Indoors, some crickets can feed on a wide variety of fabrics, foods and paper products. Cotton, linen, wool, rayon, nylon, silk and furs are susceptible, along with soiled fabrics, sizing from wallpaper, glue from bookbinding’s, fruit, vegetables, meat and even other crickets.
The word “cricket” comes from a French word, criquer, and meaning ‘little creeker.’ The Dutch call the insect a krekel, while in China it is known as kwo kwo. Crickets get their name from the high-pitched sound or “chirp” produced when the male rubs his front wings together to attract a female. Listening to their song can identify different kinds of crickets. The cricket’s tympanic organs can vibrate with up to 20,000 cycles per second, well beyond the sensitivity of human ears.
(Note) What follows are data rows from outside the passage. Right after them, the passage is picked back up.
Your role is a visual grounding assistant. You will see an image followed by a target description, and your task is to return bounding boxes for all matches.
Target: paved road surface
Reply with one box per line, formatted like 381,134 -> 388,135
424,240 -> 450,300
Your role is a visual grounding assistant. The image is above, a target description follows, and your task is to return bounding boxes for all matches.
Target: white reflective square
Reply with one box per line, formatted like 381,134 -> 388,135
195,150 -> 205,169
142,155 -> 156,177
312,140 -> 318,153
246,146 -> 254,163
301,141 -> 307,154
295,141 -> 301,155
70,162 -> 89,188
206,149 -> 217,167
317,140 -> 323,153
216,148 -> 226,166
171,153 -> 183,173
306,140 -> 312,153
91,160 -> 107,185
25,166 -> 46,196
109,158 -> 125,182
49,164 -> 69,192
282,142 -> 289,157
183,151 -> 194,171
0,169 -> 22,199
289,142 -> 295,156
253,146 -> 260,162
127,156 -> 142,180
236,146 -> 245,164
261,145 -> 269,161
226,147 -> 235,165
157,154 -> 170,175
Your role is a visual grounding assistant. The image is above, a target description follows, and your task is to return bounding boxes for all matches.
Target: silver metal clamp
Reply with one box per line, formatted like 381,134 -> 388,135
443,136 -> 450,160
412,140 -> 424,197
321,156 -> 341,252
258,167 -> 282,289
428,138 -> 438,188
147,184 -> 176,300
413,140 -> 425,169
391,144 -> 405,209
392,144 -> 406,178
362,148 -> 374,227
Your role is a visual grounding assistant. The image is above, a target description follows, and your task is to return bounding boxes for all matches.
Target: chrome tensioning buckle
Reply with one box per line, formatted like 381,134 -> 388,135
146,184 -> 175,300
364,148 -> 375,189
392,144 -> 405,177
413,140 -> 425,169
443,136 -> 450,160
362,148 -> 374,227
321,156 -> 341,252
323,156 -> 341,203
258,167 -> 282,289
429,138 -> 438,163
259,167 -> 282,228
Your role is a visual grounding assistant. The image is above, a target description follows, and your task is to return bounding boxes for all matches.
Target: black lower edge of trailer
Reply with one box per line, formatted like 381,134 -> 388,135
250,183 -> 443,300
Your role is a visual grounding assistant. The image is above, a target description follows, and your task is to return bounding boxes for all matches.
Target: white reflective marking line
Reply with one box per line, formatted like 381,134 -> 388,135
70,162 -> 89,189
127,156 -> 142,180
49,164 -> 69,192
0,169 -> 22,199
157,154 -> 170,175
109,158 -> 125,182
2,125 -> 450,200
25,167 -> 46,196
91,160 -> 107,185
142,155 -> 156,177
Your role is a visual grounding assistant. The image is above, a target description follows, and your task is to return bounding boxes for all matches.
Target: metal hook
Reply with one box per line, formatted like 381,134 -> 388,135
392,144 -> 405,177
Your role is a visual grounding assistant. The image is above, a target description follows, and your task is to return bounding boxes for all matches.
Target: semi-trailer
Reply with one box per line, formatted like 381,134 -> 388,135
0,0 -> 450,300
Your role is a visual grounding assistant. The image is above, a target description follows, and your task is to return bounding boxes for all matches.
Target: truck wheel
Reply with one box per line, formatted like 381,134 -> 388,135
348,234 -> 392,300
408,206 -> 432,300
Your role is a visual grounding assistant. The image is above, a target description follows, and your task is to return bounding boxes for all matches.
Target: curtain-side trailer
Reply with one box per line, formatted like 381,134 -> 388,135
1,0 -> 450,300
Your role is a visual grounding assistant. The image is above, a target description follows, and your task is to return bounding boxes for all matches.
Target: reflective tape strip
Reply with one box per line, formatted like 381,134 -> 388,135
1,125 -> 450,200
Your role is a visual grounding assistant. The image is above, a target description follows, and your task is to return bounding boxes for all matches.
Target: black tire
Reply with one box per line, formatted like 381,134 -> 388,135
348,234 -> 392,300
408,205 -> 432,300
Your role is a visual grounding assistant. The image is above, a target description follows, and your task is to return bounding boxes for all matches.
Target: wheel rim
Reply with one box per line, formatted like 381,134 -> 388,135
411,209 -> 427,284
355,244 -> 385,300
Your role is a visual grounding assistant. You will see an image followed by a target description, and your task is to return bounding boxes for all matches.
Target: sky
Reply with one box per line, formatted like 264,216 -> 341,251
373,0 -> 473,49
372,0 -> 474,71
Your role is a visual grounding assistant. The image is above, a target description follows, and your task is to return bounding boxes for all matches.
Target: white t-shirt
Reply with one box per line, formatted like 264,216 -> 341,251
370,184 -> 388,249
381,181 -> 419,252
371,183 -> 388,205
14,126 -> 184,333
The temperature can be determined by counting the number of times a cricket chirps in 15 seconds and adding 40 to the number.
How To Prevent Cricket Problems
Sanitation is the most important means of eliminating nuisance crickets. Keep all areas in and around buildings free of moisture, dense vegetation, and weeds (1-foot band next to foundation). Mow lawns cut weeds, and clean up garbage collection areas. Remove harborage sites such as piles of bricks, stones, rotting wood and other debris. Caulk and seal all cracks and crevices, near the ground level at basement windows and doorways.
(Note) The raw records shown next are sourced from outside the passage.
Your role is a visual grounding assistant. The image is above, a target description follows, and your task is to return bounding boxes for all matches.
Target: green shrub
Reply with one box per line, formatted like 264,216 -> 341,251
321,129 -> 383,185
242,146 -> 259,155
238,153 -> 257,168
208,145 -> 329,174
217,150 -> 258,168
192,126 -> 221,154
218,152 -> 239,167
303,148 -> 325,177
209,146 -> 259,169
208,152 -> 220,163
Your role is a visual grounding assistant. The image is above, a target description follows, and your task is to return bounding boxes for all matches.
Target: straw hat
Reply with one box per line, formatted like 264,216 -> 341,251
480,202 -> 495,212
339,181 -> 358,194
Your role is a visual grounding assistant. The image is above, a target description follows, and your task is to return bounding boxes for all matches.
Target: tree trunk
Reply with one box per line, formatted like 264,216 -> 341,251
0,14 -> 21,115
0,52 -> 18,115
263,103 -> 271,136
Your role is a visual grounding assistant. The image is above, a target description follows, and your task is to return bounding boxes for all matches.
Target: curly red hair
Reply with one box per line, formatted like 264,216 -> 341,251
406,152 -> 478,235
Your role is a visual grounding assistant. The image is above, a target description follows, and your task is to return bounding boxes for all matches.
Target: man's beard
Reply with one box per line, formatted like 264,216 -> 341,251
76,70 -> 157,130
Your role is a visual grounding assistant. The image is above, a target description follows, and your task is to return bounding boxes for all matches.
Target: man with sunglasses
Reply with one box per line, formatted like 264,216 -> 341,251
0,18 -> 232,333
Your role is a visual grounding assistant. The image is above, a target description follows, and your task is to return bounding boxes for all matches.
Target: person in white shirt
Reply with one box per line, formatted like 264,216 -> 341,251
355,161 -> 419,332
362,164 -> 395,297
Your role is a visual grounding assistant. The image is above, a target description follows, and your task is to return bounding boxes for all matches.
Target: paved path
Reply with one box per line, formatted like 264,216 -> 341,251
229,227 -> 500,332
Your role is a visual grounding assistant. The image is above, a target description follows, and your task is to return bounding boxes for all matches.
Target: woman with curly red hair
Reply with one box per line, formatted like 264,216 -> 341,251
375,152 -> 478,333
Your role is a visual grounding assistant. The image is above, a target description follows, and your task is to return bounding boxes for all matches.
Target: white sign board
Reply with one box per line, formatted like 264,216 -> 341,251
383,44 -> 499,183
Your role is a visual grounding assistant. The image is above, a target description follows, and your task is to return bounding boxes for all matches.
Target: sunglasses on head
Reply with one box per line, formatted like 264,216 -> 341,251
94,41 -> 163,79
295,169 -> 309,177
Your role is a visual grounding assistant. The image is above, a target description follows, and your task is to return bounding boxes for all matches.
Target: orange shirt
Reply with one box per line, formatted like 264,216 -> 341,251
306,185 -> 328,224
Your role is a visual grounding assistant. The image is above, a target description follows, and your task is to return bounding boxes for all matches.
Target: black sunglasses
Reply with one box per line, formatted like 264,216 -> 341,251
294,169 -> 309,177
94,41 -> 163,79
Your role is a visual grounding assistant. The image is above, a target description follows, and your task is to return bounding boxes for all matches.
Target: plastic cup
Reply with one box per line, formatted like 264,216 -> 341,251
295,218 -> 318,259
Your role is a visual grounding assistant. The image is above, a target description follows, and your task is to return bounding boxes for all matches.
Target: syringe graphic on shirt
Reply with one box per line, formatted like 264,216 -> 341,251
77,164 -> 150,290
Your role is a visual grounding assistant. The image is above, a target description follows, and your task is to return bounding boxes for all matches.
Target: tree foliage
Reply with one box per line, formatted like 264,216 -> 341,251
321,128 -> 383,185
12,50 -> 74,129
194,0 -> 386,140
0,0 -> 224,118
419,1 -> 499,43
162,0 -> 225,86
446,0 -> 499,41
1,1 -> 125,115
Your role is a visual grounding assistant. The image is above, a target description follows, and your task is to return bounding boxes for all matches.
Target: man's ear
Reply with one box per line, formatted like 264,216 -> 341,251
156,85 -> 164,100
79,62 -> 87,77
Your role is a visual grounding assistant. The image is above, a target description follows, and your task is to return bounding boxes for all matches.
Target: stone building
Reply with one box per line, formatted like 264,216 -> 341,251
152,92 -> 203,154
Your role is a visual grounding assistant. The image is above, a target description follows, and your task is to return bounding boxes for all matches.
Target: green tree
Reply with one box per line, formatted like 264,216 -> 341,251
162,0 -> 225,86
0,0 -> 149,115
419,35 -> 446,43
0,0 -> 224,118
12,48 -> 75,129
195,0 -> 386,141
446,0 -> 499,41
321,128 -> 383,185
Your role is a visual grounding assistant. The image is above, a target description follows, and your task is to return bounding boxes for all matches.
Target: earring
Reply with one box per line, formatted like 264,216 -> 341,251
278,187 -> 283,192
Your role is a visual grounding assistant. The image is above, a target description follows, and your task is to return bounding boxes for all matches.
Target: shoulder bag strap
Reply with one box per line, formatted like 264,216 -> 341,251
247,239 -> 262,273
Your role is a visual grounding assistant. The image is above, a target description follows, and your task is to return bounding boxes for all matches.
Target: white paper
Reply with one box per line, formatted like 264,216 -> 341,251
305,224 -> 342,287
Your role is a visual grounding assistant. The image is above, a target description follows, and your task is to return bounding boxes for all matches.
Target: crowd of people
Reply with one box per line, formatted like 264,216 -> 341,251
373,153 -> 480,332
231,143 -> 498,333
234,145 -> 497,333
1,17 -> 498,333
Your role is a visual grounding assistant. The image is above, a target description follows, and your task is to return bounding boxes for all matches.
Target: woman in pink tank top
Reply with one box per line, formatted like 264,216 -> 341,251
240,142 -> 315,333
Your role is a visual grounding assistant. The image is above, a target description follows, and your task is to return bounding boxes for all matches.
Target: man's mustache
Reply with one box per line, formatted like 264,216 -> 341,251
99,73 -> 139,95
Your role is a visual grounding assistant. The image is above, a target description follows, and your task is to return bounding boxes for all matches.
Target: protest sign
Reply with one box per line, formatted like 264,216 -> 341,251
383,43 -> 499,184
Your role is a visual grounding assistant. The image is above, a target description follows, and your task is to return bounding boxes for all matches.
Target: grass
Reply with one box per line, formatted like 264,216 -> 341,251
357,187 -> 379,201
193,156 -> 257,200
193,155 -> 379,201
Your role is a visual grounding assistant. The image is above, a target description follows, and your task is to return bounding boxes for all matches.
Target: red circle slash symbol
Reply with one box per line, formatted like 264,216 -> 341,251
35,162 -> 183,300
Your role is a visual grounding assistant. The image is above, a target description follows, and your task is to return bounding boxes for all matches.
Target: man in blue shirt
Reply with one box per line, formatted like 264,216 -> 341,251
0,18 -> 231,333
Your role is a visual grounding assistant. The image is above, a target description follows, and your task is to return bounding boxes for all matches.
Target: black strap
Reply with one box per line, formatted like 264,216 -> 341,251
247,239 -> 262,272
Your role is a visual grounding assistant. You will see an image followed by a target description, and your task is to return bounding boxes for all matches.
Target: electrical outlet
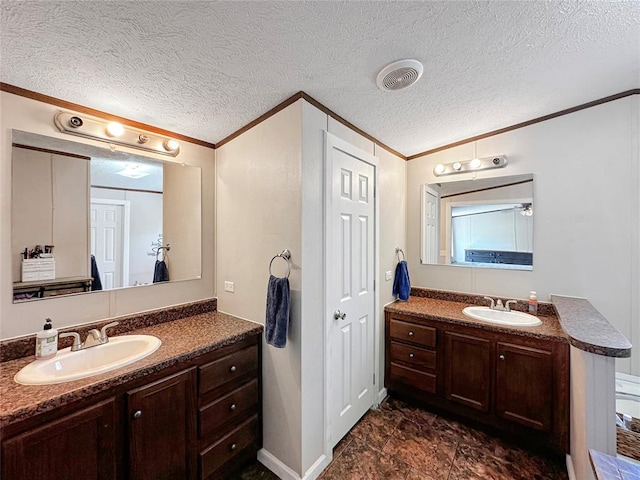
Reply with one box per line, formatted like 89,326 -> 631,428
385,270 -> 392,281
224,281 -> 235,293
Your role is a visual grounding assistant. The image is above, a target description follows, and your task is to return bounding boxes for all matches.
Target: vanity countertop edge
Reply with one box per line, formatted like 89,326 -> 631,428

Make sure that all windows and doors are tight fitting with proper screening in place. Exclusion is an important factor as well as light discipline. Avoid bright mercury vapor lights in entryways and along structure perimeters since crickets will be attracted from far distances. Convert to sodium vapor yellow lights (less attractive to insects) instead of white, neon or mercury vapor lights.
Never store firewood next to the house foundation. Raise garbage cans off the ground if practical. Trash and dumpsters should be placed as far from the building as possible. Crickets are attracted to food in these areas. Crickets may be troublesome at trash dumps, grassy roadsides, pasture fields and wooded areas (breeding sites) before entering structures. Crickets can be collected by a vacuum cleaner or broom and dustpan and discarded if a few are present.
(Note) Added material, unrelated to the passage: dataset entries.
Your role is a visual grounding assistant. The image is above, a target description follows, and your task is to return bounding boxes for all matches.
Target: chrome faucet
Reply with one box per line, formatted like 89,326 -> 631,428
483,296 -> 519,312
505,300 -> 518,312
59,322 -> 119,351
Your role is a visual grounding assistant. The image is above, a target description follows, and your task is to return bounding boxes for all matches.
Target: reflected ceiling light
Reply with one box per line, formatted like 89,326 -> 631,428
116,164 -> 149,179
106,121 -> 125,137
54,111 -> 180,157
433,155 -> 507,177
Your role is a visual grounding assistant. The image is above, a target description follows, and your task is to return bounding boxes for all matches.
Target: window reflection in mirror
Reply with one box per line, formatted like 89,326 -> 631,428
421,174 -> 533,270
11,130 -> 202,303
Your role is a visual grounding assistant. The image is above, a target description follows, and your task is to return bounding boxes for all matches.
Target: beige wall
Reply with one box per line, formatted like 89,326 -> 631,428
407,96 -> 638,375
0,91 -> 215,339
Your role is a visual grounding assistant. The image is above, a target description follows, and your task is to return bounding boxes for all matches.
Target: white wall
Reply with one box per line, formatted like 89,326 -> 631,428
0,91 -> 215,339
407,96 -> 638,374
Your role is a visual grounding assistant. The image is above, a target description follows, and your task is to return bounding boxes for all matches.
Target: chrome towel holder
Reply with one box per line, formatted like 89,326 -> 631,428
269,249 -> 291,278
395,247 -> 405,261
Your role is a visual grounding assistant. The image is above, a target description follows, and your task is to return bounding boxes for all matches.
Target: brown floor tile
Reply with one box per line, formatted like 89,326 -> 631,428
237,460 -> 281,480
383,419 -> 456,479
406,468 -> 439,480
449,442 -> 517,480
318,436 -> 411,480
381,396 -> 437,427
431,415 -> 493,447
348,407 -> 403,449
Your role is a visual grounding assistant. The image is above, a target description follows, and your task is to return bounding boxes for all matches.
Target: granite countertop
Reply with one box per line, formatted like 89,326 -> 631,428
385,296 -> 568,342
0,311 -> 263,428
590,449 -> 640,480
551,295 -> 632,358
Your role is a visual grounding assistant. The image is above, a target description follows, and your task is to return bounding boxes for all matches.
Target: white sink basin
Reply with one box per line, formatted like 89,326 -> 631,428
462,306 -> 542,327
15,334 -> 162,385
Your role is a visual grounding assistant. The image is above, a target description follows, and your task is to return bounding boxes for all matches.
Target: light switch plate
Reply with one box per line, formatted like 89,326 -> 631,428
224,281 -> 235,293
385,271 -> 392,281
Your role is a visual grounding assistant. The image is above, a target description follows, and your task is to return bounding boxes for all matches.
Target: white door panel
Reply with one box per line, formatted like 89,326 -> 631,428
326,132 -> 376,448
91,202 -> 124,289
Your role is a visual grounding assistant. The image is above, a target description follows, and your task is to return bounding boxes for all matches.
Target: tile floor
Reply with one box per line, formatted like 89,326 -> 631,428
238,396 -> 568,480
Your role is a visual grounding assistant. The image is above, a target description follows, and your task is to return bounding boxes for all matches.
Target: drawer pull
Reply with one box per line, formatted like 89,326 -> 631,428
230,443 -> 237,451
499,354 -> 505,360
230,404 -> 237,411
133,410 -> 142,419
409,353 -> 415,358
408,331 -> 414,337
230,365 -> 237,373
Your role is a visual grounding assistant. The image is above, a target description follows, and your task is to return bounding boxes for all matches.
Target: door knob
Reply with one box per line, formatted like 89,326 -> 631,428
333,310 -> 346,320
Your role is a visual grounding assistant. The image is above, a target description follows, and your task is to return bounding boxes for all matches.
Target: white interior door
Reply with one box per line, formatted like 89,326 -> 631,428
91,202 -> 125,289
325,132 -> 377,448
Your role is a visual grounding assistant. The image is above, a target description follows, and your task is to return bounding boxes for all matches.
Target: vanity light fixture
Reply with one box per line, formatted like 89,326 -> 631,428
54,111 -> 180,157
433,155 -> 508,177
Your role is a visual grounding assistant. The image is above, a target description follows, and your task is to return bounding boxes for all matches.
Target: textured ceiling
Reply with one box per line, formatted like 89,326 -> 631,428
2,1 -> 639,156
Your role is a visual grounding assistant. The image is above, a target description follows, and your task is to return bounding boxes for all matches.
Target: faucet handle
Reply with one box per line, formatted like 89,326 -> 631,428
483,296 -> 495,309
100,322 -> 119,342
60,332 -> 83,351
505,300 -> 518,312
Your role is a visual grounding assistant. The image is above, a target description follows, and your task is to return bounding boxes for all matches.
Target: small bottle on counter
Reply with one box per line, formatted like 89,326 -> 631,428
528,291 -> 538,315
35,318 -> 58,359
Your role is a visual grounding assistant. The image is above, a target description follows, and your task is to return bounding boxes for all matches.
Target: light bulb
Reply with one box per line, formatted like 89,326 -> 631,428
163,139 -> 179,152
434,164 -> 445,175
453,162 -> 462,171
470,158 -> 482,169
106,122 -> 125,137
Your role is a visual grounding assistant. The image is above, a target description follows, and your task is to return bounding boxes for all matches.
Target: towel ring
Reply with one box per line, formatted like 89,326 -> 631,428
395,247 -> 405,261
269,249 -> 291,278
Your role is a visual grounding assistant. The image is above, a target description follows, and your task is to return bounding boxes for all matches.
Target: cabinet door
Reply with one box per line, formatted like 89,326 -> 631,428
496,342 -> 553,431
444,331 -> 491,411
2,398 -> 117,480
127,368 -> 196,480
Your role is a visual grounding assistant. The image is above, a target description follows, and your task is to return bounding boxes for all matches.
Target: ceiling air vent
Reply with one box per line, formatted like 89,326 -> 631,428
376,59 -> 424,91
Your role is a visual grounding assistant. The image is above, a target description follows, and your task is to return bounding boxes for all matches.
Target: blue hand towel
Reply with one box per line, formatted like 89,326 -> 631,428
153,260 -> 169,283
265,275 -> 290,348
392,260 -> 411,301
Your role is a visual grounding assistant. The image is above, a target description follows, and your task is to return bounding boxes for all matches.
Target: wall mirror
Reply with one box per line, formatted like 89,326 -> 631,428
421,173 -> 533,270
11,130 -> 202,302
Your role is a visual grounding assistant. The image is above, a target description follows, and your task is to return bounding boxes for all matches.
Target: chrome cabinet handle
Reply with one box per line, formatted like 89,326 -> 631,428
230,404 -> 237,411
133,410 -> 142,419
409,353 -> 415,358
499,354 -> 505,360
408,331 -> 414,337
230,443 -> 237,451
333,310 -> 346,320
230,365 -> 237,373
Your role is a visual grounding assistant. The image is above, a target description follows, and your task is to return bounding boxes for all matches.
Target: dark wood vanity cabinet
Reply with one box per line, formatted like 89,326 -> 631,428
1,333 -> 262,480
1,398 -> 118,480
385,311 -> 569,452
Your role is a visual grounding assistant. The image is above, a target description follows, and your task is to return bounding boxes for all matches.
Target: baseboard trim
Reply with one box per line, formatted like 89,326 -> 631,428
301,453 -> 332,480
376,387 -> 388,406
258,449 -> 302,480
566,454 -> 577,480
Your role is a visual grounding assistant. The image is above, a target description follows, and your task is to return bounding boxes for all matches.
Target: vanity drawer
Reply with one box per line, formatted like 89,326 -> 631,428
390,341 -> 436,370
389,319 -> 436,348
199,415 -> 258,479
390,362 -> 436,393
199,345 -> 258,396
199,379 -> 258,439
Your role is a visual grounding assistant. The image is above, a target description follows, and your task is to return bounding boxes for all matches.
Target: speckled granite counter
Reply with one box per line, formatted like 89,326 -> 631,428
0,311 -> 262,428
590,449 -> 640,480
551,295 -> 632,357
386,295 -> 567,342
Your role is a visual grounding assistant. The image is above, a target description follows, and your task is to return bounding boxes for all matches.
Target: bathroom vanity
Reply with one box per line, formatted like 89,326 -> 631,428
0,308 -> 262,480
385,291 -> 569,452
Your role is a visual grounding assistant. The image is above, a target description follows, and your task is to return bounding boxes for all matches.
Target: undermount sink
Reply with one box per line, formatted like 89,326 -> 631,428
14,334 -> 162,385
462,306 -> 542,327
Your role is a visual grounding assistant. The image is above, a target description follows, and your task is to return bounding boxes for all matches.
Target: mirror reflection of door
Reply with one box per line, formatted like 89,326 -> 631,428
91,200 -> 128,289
Crickets have been known to damage plant seedlings, seeds of grain crops and alfalfa, strawberries, tomatoes, and other horticultural crops. In addition, crickets can damage stored tubers or fruits. In hay meadows, crickets often chew through baler twine. On the positive side, crickets often eat large numbers of other insects, some of which are agricultural pests.
In homes, crickets sometimes chew on clothing, draperies, or furniture (upholstery). They are particularly fond of fabrics containing organic materials such as cotton, silk, or wool, but they may damage synthetic fibers (nylon, rayon, etc.). This is more likely to occur if food has been spilled on them.